Edição 58
Fundação da Eletrobrás seleciona 50 instituições e dá início ao processo de
escolha de três gestores
A fundação Eletros, da Eletrobrás, abriu concorrência para escolher três
administradores de renda variável. Para a primeira etapa da concorrência,
iniciada em 21 de maio, foram selecionadas 50 instituições. O gerente de
risco da entidade, Jair Ribeiro, não quis adiantar de quanto será o volume
da carteira terceirizada. “Prefiro não falar em valores, por enquanto,
porque isso ainda não está definido”, afirmou ele.
O processo foi iniciado com o envio de questionários para todas as 50
instituições pré-selecionadas. As respostas serão recebidas até o dia 11
de junho e, em seguida, serão selecionadas 6 instituições para a etapa
final. “Nessa etapa, a apresentação será feita para a diretoria da
fundação, pessoalmente”, explica Ribeiro.
Até há pouco tempo, a Eletros tinha três carteiras administradas por três
diferentes gestores. Eram carteiras mistas, sem benchmark definido, com
gestores que ganhavam performance sobre o que excedesse o CDI.
Foram resgatadas, aproveitando os melhores momentos do mercado.
Agora, dentro do novo processo, os escolhidos terão que gerenciar fundos
exclusivos de renda variável e atingir pelo menos o IBX mais 2% ao ano
(ver matéria sobre fundos exclusivos na página 18). “As novas regras da
CVM para os fundos de ações têm uma preocupação grande com o
investidor, e dando ênfase na segurança”, acrescenta.

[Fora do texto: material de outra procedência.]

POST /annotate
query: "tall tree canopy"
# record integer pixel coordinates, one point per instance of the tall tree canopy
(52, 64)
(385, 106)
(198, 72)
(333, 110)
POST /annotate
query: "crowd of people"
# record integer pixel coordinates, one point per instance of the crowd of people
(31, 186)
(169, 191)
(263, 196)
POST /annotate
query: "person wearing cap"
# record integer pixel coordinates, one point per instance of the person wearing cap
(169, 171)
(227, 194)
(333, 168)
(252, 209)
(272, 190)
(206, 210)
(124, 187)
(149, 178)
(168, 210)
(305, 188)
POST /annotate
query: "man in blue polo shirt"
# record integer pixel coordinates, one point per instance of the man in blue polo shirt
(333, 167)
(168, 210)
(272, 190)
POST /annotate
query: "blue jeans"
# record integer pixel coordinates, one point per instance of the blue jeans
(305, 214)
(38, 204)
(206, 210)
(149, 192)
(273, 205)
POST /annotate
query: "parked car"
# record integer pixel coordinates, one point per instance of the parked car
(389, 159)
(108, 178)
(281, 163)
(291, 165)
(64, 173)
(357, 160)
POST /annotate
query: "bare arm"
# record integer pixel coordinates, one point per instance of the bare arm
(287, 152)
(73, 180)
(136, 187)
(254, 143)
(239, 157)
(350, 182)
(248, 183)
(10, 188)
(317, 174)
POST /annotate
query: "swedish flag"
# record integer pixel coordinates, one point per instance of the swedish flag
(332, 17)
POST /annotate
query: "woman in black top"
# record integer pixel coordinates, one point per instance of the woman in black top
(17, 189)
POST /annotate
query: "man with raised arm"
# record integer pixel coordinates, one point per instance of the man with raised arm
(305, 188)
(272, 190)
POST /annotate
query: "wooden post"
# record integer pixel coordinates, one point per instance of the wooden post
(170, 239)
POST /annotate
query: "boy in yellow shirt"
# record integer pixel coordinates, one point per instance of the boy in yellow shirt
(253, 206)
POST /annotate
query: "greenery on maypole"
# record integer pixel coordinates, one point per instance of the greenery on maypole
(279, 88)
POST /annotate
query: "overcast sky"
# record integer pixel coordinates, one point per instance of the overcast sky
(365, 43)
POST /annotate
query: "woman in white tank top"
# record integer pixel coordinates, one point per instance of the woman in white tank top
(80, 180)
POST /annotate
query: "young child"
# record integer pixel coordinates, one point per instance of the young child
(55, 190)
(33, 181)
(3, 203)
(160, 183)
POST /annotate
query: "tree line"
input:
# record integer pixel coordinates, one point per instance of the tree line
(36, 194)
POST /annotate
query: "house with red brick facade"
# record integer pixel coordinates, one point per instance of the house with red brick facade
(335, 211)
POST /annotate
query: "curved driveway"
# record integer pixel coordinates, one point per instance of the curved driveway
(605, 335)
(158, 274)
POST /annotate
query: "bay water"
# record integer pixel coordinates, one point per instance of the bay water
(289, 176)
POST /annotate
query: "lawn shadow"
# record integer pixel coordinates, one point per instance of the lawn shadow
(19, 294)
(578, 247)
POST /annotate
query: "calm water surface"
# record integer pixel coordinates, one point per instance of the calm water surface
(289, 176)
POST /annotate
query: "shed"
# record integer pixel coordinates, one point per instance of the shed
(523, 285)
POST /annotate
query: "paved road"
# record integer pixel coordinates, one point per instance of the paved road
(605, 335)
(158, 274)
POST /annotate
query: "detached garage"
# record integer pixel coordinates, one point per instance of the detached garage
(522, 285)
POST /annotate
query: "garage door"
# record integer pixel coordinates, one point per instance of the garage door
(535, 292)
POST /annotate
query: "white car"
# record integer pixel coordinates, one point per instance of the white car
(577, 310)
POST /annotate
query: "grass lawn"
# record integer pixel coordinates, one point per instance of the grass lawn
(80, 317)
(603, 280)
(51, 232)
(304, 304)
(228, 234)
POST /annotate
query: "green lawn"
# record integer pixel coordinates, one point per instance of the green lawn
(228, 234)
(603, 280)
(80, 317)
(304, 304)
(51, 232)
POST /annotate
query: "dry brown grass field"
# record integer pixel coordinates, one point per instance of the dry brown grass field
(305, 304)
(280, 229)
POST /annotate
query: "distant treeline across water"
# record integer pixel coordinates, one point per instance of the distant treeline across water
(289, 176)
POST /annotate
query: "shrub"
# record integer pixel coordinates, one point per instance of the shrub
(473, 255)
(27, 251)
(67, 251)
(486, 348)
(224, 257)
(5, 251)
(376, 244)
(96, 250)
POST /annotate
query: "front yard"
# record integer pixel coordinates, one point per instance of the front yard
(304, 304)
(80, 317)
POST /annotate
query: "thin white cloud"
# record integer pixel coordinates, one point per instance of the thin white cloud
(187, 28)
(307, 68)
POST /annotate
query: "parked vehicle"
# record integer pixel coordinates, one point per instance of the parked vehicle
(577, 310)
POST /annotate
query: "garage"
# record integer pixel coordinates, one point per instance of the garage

A seleção dos administradores vai se basear numa medida
chamada ‘tracking risk’, que é a comparação do risco do índice com o risco
do fundo. “Vamos analisar o desvio-padrão do risco do administrador em
relação ao IBX”, esclarece Ribeiro. Para os administradores que não
possuem fundos indexados ao índice, a fundação fará outras
comparações, que permitam avaliar a consistência do gestor em relação
aos riscos assumidos.
A adoção de um benchmark mais preciso também permitirá à Eletros
utilizar índices mais sofisticados para calcular a performance dos
administradores. De acordo com Ribeiro, a entidade passará a usar uma
medida chamada ‘information ratio’, que leva em consideração o
risco/retorno em relação ao benchmark. “Vamos avaliar os gestores
através do ‘information ratio’ e não do índice de sharpe. O ‘information
ratio’ é o quanto um gestor deu acima do benchmark dividido pelo risco
que está correndo em relação ao benchmark”, esclarece.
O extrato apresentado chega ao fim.